The off-target activity of siRNAs can lead to unforeseen phenotypes and compromise the therapeutic advantages of siRNAs. This study meticulously assessed the off-target risks of in vivo self-assembled EGFR siRNAs through transcriptomic sequencing. No statistically significant enrichment for perfect matches between the EGFR siRNA seed region and 3’-UTRs of downregulated transcripts was observed in normal tissues. In tumor tissue, gene ontology (GO) enrichment analysis revealed that most of the top GO terms were closely associated with EGFR signaling. The data indicates that the off-target effects in normal tissues are minimal compared to the on-target effects observed in tumor cells.

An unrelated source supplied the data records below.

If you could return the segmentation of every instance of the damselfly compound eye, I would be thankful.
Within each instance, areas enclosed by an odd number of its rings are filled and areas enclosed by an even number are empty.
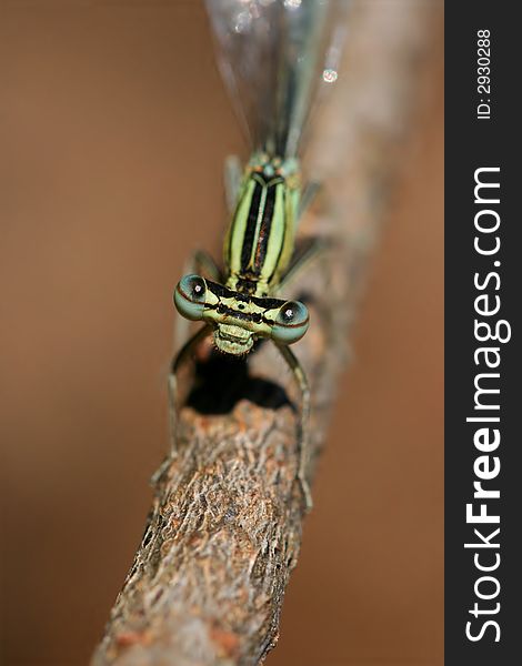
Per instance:
[[[282,344],[293,344],[307,333],[310,323],[308,309],[299,301],[288,301],[272,326],[272,337]]]
[[[178,282],[174,291],[174,304],[185,319],[202,319],[207,294],[207,284],[199,275],[185,275]]]

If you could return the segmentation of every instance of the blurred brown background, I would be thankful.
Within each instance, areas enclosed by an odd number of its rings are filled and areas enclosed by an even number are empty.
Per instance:
[[[1,663],[86,664],[167,447],[171,291],[244,145],[195,1],[0,6]],[[442,664],[442,31],[268,663]],[[439,37],[436,37],[439,36]]]

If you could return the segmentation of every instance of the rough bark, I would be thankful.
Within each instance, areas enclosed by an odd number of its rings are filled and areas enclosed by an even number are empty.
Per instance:
[[[312,389],[311,476],[432,18],[419,0],[355,7],[347,73],[311,145],[310,163],[327,188],[303,229],[335,242],[310,264],[299,291],[285,292],[304,296],[311,310],[310,330],[294,347]],[[204,344],[199,353],[207,357]],[[175,454],[155,485],[94,666],[247,666],[275,645],[303,522],[294,481],[299,397],[272,345],[248,367],[248,377],[227,364],[205,375],[203,363],[197,380],[185,377],[192,393],[179,414]]]

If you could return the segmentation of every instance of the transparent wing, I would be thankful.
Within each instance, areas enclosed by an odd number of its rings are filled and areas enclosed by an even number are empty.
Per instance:
[[[221,73],[253,148],[295,157],[337,79],[349,0],[205,0]]]

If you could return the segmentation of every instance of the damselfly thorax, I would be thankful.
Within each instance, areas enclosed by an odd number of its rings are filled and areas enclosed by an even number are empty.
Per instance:
[[[291,344],[307,332],[305,305],[275,297],[293,253],[300,192],[295,160],[254,153],[224,241],[223,284],[185,275],[175,289],[180,313],[212,325],[221,352],[245,354],[260,337]]]

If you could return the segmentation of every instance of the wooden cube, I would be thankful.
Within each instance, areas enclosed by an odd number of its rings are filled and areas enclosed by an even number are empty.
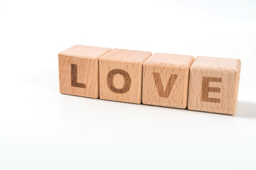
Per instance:
[[[239,60],[196,57],[190,69],[188,108],[233,115],[240,67]]]
[[[155,53],[143,64],[142,103],[185,108],[188,72],[194,57]]]
[[[60,91],[99,97],[99,58],[110,48],[75,45],[58,55]]]
[[[151,52],[114,49],[100,58],[100,98],[142,103],[142,64]]]

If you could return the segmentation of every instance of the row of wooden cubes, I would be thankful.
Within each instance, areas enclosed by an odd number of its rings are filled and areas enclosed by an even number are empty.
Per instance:
[[[233,115],[239,60],[75,45],[59,53],[60,91]]]

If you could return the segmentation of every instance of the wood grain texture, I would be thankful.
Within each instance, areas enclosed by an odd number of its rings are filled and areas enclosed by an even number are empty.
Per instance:
[[[143,64],[142,103],[185,108],[188,72],[194,57],[155,53]]]
[[[110,50],[77,45],[60,52],[60,92],[98,98],[99,58]]]
[[[188,108],[235,114],[240,68],[239,60],[197,57],[190,68]]]
[[[151,52],[114,49],[100,58],[100,98],[142,103],[142,64]]]

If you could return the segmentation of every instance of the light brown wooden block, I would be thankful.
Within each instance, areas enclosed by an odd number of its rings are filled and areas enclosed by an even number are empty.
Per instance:
[[[188,108],[233,115],[240,67],[239,60],[197,57],[190,69]]]
[[[185,108],[188,72],[194,57],[155,53],[143,64],[142,103]]]
[[[99,97],[99,58],[110,50],[77,45],[60,52],[60,93]]]
[[[114,49],[100,58],[100,98],[142,103],[142,64],[151,52]]]

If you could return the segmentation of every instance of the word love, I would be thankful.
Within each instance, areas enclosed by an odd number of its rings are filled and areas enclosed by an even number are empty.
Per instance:
[[[75,45],[59,53],[60,91],[233,115],[239,60]]]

Regarding the potential risks associated with saturation of the endogenous miRNA machinery by exogenous siRNAs, analysis of miR-122 target genes post in vivo self-assembled siRNA treatment revealed only 13 significant changes among 1566 potential targets. The majority of miR-122 targets exhibited similar expression patterns compared with untreated group. These data indicate that in vivo self-assembled EGFR siRNAs are present at appropriate physiological levels and have little chance of causing hepatotoxicity through perturbations in the intrinsic miRNA pathways.
Overall, this study signifies a novel direction for RNAi therapy, holding significant implications for the clinical adoption of the in vivo self-assembling siRNA delivery system. In contrast to conventional gene therapy, this method demonstrates high specificity with minimal off-target risks and no toxic side effects. Additionally, the study offers new insights for assessing established and non-established side effects in the development of in vivo siRNA therapy for diverse genes.